Alice and Winnie were sent to Holloway Prison, initially sentenced to 10 and 5 years respectively. They spent much of their time at Aylesbury Prison. Alice would still not back down, refused to eat and was be described as ‘dangerous and disruptive’ by the guards. Her health rapidly declined while she was in prison and she was permanently released on health grounds in December 1918. By February 1919, Alice had died, succumbing to the post-war influenza epidemic.
Alice was a motivated, committed political activist. She believed in her causes and was actively involved in them; she was not one to sit by whilst others did the work and would not back down in her beliefs. Her subversive activities made her a target of the state, her behaviours made her a media spectacle; a single, middle aged woman with a habit of swearing who had tried to kill the Prime Minister. Alice’s gender allowed the court to paint a caricature of her, to sway the jury by contrasting her behaviour with established ideas regarding femininity. Her story shows how policies enacted for the ‘national good’ could trample on the rights of individuals, something that continues to resonate in the present. Alice was implicated in a plot, but the true plot was against her.

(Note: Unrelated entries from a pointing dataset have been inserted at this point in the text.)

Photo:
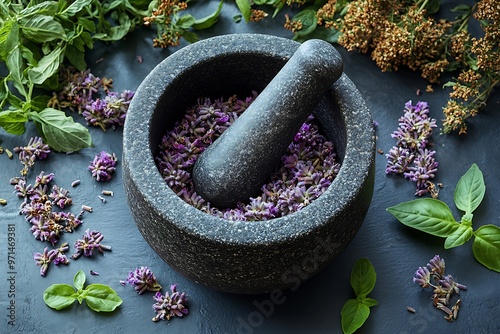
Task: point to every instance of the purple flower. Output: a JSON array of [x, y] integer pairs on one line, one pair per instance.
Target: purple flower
[[410, 157], [170, 306], [35, 150], [44, 259], [43, 179], [60, 256], [22, 189], [142, 279], [109, 112], [437, 265], [103, 166], [309, 165], [422, 277], [78, 88], [90, 240], [60, 197], [71, 222]]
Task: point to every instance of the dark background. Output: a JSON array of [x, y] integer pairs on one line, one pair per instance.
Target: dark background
[[395, 251]]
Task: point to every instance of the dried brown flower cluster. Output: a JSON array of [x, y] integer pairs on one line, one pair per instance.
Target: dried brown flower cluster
[[257, 15], [397, 34], [400, 33], [162, 16], [479, 60]]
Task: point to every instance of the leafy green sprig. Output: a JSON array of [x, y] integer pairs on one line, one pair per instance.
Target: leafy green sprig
[[435, 217], [355, 311], [37, 37], [98, 297]]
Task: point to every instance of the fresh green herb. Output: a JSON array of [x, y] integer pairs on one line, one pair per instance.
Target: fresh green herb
[[36, 37], [443, 287], [435, 217], [98, 297], [171, 26], [355, 311]]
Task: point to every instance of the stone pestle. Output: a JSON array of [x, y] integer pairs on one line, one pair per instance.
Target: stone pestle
[[236, 165]]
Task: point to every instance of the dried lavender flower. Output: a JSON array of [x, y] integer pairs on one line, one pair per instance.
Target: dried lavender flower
[[142, 279], [170, 306], [43, 179], [410, 156], [103, 166], [35, 150], [44, 259], [60, 257], [90, 240], [60, 197], [308, 169], [444, 287], [109, 112]]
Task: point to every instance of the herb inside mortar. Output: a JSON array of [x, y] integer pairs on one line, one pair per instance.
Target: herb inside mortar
[[435, 217], [308, 167]]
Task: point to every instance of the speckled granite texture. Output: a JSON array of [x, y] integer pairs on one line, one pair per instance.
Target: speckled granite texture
[[243, 257]]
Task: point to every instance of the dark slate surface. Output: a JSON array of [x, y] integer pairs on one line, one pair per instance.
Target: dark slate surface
[[395, 250]]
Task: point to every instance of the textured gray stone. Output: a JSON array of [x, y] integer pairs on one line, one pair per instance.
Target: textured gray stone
[[240, 161], [243, 257]]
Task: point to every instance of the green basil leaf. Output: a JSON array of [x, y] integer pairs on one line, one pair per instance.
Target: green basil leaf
[[368, 301], [330, 35], [39, 102], [60, 132], [13, 121], [42, 28], [209, 20], [486, 246], [433, 6], [117, 32], [363, 277], [45, 7], [79, 280], [185, 21], [101, 298], [459, 237], [354, 315], [190, 36], [461, 8], [245, 9], [59, 296], [9, 38], [76, 6], [308, 19], [426, 214], [47, 66], [87, 24], [470, 190], [15, 65], [76, 57]]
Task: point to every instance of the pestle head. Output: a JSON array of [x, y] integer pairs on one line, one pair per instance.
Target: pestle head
[[236, 165]]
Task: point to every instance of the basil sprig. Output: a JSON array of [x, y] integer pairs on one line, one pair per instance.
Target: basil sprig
[[435, 217], [355, 311], [98, 297], [37, 37]]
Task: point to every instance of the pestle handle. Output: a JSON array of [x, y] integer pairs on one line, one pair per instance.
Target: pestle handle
[[236, 165]]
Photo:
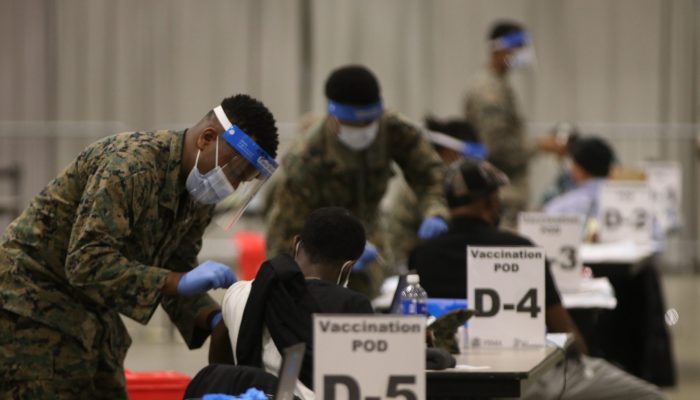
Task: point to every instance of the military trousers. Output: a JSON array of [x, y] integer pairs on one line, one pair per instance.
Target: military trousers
[[40, 362]]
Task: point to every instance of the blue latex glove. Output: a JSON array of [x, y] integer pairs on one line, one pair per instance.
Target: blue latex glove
[[431, 227], [208, 275], [369, 254], [214, 321]]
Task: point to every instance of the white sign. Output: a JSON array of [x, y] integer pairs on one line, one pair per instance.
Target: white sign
[[625, 212], [506, 287], [561, 236], [664, 179], [369, 357]]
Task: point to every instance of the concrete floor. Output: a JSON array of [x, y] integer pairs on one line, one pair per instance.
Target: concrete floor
[[154, 349]]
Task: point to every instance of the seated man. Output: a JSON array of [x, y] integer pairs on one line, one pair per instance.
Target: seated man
[[264, 316], [471, 190], [592, 159]]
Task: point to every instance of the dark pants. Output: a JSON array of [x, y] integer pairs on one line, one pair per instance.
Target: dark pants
[[230, 379]]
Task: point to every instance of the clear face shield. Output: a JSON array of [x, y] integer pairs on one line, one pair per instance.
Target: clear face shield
[[522, 54], [246, 173]]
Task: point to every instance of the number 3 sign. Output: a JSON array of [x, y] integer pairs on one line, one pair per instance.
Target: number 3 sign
[[560, 235]]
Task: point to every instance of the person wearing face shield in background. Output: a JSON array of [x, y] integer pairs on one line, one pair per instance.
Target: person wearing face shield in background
[[452, 139], [490, 105], [345, 160], [118, 232]]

A miscarriage of justice was orchestrated against Alice Wheeldon and her family, for following their political beliefs and for fighting for the rights of men who did not want to go to war.
Written for Sheroes of History by Jessica Rowan, MA Student at the University of Sheffield
Find out more…
The great-granddaughters of Alice Wheeldon, have a really great website dedicated to telling the story of her life and seeking justice for her. Have a look here.
Alice’s life was turned into a play by Sheila Rowbotham called Friends of Alice Wheeldon, which is available here.
If you’re ever in Derby see if you can find Alice’s house, which now has a blue plaque. Find out more in this article.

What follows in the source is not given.